### summary

The game now seems to have become a way of entertainment that we can’t get around. From large-scale end games to mobile games, to page games, and then to H5 games in various apps, it has invaded our lives in various ways. So while enjoying the game, as a front-end developer, he also began to think about how to develop a game. What should it have at the technical level?

In addition to the basic game screen, dynamic effect development and rendering functions, there is another thing worth exploring, that is, the physics engine. A good physics engine ensures that the interactive experience in the game is similar to that in reality, providing people with a better experience.

There are many useful physical engines, most of which are out of the box, but some people may not understand what the basic and underlying logic of the physical engine looks like. Starting from this issue, we will introduce the basics of the physics engine in several parts to let you know more about it. The following contents refer to game physics engine development.

### What is an engine

What is the engine? Of course, this extends the concept of engine in automobile. In automobile, engine, an energy conversion device, converts other energy into mechanical energy and provides it to automobile. It is the core module of automobile movement.

What is the corresponding engine under development? In my understanding, it is a core module that can quickly add functions to the project and ensure the operation of functions. The rendering engine can quickly render the content. Game engine can quickly realize the basic development of a game. The physics engine can quickly simulate the physical state in reality.
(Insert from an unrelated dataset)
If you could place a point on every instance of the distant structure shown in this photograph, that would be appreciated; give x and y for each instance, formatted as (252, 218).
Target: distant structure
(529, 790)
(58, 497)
After knowing what the engine is, we can pay more attention to the characteristics of the engine. The biggest features of the engine are two——**fast**，**currency**。 It can quickly realize the required functions and has strong universality. It is not developed for a specific business, but for a large class of situations, so it must have strong universality.

Fast means complete functions, complete API packaging and convenient use. Universal means that the logic of the code itself needs enough bottom layer, and the application of the most basic logic can achieve the greatest universality.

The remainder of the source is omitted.